Indemnification is permitted in tort actions where active-passive negligence is alleged to exist at the time of the accident. Malerba v. Cessna Aircraft Co., 210 Conn. 189, 198 (1989). A cause of action for indemnification based upon active-passive negligence consists of four distinct elements: (1) the third-party defendant against whom indemnification is sought was negligent; (2) its negligence rather than another's was the direct and immediate cause of the accident and any resulting injury; (3) it had exclusive control over the situation; and (4) the party seeking indemnification did not know of the charged party's negligence, had no reason to anticipate it, and reasonably relied on the charged party not to be neglgient [negligent]. Kaplan, supra, 416; Burkert v. Petrol Plus of Naugatuck, Inc., 216 Conn. 65, 74 (1988). Furthermore, "the party seeking indemnification must establish that the alleged indemnitor owed that party a duty based on an independent legal relationship." Atkinson v. Berloni, 23 Conn. App. 325, 328 (1990).

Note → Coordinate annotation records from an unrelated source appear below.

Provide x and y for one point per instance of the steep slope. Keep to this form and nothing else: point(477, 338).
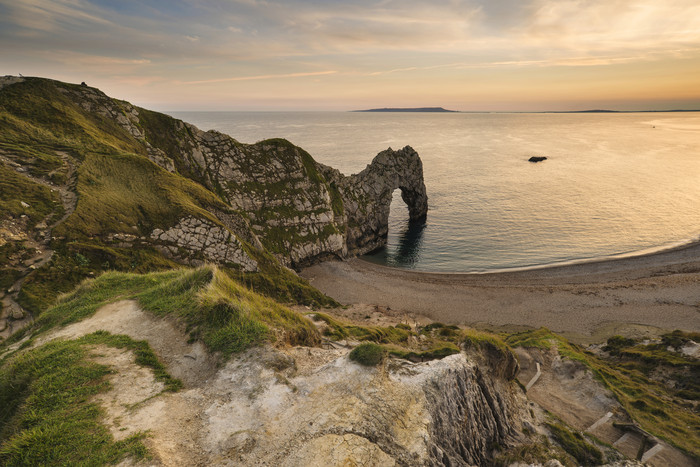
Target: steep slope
point(181, 365)
point(91, 183)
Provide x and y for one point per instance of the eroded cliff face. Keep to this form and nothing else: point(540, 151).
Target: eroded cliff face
point(301, 406)
point(367, 196)
point(299, 210)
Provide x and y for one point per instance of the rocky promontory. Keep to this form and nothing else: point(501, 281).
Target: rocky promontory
point(95, 183)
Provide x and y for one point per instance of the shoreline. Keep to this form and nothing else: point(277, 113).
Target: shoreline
point(639, 295)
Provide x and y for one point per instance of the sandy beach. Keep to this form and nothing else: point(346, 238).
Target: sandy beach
point(588, 302)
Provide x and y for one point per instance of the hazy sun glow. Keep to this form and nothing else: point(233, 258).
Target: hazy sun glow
point(341, 55)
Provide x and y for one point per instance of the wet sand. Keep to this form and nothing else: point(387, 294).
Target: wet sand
point(588, 302)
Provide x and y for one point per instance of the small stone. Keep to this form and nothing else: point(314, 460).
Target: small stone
point(17, 313)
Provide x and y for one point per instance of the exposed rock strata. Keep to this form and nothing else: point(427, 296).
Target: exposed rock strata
point(196, 236)
point(300, 210)
point(367, 196)
point(282, 200)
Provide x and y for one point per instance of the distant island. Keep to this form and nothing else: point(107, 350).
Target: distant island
point(413, 109)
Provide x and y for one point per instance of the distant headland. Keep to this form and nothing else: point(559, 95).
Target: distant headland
point(410, 109)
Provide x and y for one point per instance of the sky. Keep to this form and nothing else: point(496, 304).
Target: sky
point(469, 55)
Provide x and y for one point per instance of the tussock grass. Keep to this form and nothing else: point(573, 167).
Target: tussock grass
point(16, 188)
point(46, 417)
point(649, 403)
point(368, 354)
point(129, 193)
point(576, 445)
point(226, 316)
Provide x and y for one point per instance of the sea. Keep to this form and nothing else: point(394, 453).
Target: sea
point(613, 184)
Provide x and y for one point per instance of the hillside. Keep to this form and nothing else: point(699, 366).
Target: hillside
point(91, 183)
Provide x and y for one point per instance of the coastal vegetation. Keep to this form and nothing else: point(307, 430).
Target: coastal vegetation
point(90, 189)
point(656, 386)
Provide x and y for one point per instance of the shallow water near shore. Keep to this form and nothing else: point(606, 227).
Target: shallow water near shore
point(612, 184)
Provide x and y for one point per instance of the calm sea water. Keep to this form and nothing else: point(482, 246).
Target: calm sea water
point(613, 183)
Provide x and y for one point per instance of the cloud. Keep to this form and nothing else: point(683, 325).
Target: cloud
point(260, 77)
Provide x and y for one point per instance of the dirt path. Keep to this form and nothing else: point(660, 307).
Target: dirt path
point(14, 317)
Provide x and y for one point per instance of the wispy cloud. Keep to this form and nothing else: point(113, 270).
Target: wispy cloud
point(357, 43)
point(260, 77)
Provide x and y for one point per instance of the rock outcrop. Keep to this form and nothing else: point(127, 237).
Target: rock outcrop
point(367, 196)
point(301, 211)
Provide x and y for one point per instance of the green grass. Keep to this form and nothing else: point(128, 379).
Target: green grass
point(129, 193)
point(651, 404)
point(279, 283)
point(576, 445)
point(338, 330)
point(75, 261)
point(226, 316)
point(16, 188)
point(431, 342)
point(46, 413)
point(368, 354)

The third-party revised complaint filed by Albinger alleges neither exclusive control by Ford and Miller over the situation at the time of the accident nor the existence of an independent legal relationship between Albinger and the third-party defendants. The lack of those necessary factual elements establishes a failure to state a legally sufficient cause of action. The "motion to strike challenges the legal sufficiency of a pleading. Practice Book 152." Mingachos v. CBS, Inc., 196 Conn. 91, 108 (1985). The motion is properly used to test the legal sufficiency of an impleader complaint. Commissioner v. Lake Phipps Land Owners Corp., 3 Conn. App. 100, 102 n. 2 (1985).
Although the motion to strike "admits all facts well pleaded; it does not admit legal conclusions or the truth or accuracy of opinions stated in the pleadings." Mingachos, supra, 108. The court's decision on a motion to strike must be based on "the facts. . . alleged in the complaint; and `cannot be aided by the assumption of any facts not therein alleged."' Liljedahl Bros., Inc. v. Grigsby, 215 Conn. 345, 348 (1990). The complaint must be construed "in the manner most favorable to sustaining its legal sufficiency. Bouchard v. People's Bank, 219 Conn. 465, 471 (1991), citing Michaud v. Wawruck, 209 Conn. 407, 408 (1988).

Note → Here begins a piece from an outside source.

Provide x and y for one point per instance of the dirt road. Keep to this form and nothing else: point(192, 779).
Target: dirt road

The court is required to view the facts "in a broad fashion, not strictly limited to the allegations, but also including the facts necessarily implied by and fairly probable under them." Schmidt v. Yardney Electric Corporation, 4 Conn. App. 69, 74 (1985). "If any facts provable under the express and implied allegations in the. . . complaint support a cause of action. . . the complaint is not vulnerable to a motion to strike. . . ." Bouchard, supra, 471.
The third-party complaint is based on a products liability claim. Section 52-572m et seq., General Statutes, provides the exclusive remedy for claims within its scope and would therefore bar Albinger's claim for active-passive indemnification. Moreover, the protection afforded under our products liability statute is limited to injured parties. Thus, while Albinger might bring an independent action under the statute's provisions for any injuries he claims to have sustained, he has no standing to bring a claim based upon injuries DePaola has alleged that she sustained.
The motion to strike the third-party complaint is granted.